O ópio era fumado e desse modo conheciam-se os seus efeitos, e
como era preciso uma prova de que o que era introduzido directamente na veia
seguia o caminho sanguíneo normal, esperava-se que tais efeitos se
manifestassem no animal. E foi isso que aconteceu: aquele cão foi, assim, o
primeiro “pedrado” por via endovenosa!
Wren e Boyle escreveram a experiência, publicaram-na, e
continuaram as suas vidas longe da medicina, deixando para ela uma ideia
brilhante. Mas como tantas vezes acontece a quem está à frente do seu tempo e
não é compreendido, essa ideia não foi aproveitada.
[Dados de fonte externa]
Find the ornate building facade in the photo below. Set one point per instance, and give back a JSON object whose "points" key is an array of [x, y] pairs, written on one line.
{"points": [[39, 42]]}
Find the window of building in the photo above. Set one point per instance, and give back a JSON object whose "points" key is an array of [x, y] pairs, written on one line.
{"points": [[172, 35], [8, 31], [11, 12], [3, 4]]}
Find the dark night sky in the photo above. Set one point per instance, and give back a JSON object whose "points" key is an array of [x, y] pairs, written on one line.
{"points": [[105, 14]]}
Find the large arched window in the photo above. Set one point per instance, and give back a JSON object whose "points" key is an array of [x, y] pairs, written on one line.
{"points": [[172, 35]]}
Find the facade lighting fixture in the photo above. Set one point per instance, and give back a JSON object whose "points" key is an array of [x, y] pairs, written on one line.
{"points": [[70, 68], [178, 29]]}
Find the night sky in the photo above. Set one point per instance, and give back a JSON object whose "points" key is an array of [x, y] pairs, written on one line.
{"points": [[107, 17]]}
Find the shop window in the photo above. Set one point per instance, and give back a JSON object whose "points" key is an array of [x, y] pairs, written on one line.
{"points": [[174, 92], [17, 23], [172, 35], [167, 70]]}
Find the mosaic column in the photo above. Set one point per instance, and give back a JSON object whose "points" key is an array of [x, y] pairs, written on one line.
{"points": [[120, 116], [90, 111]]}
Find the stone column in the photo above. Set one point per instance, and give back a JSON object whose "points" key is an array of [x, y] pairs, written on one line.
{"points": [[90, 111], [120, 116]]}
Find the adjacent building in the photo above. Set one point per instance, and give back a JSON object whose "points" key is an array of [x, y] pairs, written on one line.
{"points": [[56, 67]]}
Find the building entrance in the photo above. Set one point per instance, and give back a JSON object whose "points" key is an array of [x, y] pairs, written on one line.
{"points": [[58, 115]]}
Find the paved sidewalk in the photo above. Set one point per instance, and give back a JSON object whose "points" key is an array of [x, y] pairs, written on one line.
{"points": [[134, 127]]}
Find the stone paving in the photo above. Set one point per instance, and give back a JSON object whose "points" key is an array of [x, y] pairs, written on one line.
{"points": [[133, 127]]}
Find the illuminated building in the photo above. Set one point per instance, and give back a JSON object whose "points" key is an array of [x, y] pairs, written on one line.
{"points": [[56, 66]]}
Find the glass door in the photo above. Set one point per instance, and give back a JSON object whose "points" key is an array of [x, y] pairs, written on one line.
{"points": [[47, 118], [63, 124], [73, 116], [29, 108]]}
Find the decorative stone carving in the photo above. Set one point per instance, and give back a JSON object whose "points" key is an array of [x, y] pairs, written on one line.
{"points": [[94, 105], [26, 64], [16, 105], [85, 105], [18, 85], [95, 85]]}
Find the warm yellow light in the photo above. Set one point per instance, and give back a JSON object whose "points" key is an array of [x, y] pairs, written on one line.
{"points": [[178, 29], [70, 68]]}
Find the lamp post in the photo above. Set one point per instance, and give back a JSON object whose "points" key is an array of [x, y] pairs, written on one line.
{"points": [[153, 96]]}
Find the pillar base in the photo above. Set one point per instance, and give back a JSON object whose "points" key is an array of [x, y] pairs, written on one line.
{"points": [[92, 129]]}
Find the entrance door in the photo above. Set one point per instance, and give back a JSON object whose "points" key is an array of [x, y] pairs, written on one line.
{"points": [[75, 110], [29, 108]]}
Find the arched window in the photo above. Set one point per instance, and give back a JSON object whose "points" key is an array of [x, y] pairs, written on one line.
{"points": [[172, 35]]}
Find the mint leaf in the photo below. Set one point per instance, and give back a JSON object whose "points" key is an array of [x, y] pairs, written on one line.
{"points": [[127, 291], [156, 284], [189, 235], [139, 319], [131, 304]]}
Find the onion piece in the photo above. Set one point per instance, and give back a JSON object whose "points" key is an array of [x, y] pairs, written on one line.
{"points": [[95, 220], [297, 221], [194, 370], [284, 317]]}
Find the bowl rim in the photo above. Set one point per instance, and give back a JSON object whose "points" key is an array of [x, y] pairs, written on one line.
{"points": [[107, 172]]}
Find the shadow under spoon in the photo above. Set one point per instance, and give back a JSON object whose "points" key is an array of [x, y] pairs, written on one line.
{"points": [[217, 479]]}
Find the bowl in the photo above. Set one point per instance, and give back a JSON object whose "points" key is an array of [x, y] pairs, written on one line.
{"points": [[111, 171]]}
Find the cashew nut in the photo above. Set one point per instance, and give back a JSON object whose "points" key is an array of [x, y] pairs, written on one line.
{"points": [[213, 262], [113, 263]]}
Só no século XIX ela foi
recuperada, primeiro para administração subcutânea de líquidos, através dum tudo
oco com um trocarte aguçado dentro, e depois com a inovação das agulhas
metálicas pontiagudas para injecções subcutâneas, intramusculares e endovenosas,
com o uso de seringas, surgindo depois a inovação dos sistemas tubulares de
administração intravenosa. As seringas já existiam no tempo dos romanos, serviam para introduzir líquidos
em espaços limitados, e foram sendo modificadas e aperfeiçoadas ao longo dos
tempos, por sucessivas inovações. A seringa de vidro, na forma como hoje a
conhecemos, apareceu em meados desse século.
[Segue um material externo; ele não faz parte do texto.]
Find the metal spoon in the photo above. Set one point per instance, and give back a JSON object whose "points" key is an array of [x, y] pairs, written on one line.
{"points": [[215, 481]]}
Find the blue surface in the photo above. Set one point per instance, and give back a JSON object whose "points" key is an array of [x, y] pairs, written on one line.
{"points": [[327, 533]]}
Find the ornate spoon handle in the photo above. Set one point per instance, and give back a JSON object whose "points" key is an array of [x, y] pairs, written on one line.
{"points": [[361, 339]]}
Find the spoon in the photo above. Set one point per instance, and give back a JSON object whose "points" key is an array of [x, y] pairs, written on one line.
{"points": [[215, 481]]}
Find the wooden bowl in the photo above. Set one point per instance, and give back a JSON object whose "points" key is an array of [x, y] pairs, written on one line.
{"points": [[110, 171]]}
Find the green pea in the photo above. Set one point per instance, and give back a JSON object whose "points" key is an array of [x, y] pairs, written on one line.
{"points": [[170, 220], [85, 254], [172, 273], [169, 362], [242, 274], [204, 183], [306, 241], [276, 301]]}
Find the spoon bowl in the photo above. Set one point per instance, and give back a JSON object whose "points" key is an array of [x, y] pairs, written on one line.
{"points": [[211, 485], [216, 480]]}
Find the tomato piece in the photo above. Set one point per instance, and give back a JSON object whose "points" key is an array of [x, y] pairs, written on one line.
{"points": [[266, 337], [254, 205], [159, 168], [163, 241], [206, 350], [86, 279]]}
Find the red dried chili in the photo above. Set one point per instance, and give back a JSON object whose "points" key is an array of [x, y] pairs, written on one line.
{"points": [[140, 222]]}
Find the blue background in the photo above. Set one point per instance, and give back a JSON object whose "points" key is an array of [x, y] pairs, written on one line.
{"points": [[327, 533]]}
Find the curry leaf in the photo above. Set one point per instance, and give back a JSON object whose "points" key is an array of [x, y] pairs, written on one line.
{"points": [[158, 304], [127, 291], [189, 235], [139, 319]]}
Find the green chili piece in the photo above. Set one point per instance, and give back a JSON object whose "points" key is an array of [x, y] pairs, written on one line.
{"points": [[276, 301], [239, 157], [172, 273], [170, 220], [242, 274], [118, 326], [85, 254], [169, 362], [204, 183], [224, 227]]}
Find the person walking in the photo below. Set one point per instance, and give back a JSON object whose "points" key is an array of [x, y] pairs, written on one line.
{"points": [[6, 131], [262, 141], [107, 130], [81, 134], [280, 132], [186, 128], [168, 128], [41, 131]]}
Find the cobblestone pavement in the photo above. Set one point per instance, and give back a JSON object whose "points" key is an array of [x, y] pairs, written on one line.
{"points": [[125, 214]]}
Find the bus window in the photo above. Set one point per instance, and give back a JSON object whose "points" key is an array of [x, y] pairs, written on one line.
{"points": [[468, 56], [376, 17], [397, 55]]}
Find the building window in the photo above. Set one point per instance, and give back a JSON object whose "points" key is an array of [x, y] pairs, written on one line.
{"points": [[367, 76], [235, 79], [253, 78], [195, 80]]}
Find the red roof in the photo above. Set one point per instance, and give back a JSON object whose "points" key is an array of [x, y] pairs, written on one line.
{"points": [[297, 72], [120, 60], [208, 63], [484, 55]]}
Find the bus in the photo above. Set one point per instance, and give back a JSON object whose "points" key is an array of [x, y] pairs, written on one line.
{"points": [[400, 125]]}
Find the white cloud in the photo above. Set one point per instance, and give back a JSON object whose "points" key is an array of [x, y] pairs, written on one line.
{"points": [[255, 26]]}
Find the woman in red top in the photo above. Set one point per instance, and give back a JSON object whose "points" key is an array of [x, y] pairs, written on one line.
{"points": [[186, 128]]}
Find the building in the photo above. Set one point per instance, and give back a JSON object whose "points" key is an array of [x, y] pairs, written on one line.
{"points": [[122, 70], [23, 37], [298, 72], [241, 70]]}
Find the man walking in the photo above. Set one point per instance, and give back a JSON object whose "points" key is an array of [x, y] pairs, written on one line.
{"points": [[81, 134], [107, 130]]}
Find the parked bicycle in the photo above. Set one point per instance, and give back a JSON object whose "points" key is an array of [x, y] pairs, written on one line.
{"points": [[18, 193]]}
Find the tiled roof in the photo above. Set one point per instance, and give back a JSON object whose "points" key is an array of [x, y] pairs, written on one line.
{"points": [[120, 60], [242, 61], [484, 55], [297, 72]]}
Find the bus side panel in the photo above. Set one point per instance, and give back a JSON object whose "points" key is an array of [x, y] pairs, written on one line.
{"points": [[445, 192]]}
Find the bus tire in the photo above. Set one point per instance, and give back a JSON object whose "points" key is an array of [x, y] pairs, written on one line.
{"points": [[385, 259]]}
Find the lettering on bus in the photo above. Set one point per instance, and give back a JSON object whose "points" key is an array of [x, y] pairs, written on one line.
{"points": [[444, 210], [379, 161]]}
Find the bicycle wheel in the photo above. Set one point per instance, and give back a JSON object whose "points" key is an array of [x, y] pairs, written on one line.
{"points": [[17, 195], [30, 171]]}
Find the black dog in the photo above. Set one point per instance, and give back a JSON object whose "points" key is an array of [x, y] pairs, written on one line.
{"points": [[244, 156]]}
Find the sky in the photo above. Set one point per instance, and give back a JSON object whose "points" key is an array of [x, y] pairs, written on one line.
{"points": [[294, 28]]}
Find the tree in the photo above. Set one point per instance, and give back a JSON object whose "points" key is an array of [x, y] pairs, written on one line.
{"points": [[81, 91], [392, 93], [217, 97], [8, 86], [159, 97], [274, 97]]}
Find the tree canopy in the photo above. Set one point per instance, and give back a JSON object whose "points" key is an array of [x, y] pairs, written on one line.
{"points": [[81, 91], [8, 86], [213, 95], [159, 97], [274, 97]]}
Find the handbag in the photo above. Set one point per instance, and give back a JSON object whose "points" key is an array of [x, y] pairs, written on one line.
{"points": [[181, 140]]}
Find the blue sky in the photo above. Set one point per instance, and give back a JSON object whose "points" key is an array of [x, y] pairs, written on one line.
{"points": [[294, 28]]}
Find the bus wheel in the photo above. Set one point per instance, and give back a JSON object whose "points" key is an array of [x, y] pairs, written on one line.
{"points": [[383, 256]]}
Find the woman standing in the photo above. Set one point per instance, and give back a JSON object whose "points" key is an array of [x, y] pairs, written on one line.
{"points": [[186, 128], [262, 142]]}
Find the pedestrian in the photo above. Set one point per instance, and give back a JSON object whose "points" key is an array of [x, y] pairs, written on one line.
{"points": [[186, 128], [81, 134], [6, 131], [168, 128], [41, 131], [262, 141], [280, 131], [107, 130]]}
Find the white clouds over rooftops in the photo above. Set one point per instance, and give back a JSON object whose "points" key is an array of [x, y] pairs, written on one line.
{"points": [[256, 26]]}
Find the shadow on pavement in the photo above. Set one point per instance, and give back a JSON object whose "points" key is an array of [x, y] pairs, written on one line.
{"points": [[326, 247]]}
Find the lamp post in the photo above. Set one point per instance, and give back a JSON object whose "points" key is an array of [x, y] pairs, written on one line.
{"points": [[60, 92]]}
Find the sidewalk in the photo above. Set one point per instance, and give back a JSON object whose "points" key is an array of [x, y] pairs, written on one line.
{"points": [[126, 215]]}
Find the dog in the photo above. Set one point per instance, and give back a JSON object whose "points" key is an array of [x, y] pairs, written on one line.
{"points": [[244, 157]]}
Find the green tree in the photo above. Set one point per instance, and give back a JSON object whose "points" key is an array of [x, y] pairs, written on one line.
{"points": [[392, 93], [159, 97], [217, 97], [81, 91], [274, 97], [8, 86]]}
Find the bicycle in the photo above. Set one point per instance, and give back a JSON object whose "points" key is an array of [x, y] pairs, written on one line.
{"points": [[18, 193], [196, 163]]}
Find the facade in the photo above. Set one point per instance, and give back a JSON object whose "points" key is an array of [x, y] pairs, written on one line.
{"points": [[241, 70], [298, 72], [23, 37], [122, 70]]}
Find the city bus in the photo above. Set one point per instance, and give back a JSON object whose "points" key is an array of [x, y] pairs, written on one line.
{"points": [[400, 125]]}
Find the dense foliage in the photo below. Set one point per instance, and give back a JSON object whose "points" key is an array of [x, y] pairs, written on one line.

Pode-se dizer que a agulha oca abriu o caminho à medicina
moderna, quer do ponto de vista diagnóstico, quer terapêutico. Punções as mais
variadas, cateteres de todos os tipos, não existiriam sem ela. Ligada ao
aparecimento dos cateteres, outra invenção
foi o cateter de balão para embolectomia. E os balões para angioplastia, depois
com a inovação do stent que fica no
local após a plastia arterial.
Do ponto de vista imagiológico há inúmeras inovações, a partir
da invenção que foi a radiografia. Também nas técnicas cirúrgicas
as inovações vão aparecendo, muitas delas baseadas nas inovações tecnológicas
cada vez mais frequentes, muitas delas motivadas pelas necessidades sentidas
pelos cirurgiões na sua prática. E tem havido translação de técnicas dumas
áreas cirúrgicas para outras, levadas a cabo por cirurgiões com uma experiência
ampla, dumas e doutras.
Uma inovação cirúrgica importante, que correspondeu na
realidade a uma mudança de paradigma, foi, às clássicas intervenções de
ressecção, de remoção do que está doente, se terem juntado intervenções
planeadas de acordo com a fisiologia, e a fisiopatologia das doenças em causa,
de modo a, através de alterações anatómicas, se poder recuperar, ou modificar,
uma função. Foi uma inovação conceptual, que trouxe o que podemos chamar “cirurgia
fisiológica”, de que são exemplos a cirurgia do refluxo gastroesofágico e a
cirurgia metabólica e da obesidade.
Thomas Fogarty, o inventor do cateter de embolectomia, diz que
“os inovadores quebram regras e vão contra o que está estabelecido”. Na
verdade, é sabido que se fazem coisas extraordinárias, em termos de novidade e
mudança, fora das guidelines. O que
não impede que estas se devam conhecer, e sobretudo os princípios e os
trabalhos que a elas levaram. Precisamente não se pode ignorar o conhecimento
destes se quisermos tentar fazer diferente. Mas o seguimento cego de
protocolos, por quem só sabe fazer duma maneira e faz sempre igual, não conduz
seguramente à inovação e ao progresso.
Finalmente, uma
chamada de atenção para que o que é novo não é sempre bom, ou melhor. Devemos ter um espírito aberto para as
inovações, mas ao mesmo tempo crítico, capaz de avaliar os prós e os contras, e
sem querer forçosamente seguir a novidade apenas para sermos “modernos”. Há sempre um tempo para se afirmar a validade
duma inovação, ou para a infirmar. Esse tempo de espera avaliadora vale nos
dois sentidos: para se dizer que é válida e se deve passar a usar, ou para se
chegar à conclusão que não traz vantagens e por isso se deve abandonar. Lembremo-nos
que nem tudo o que é inovação funciona bem logo de início, às vezes a ideia é
boa mas a sua aplicação na prática demora a aperfeiçoar-se, e há que aguardar,
ou procurar, esse aperfeiçoamento, sem a falta de paciência de a recusar precocemente,
não lhe dando a oportunidade de se vir a afirmar.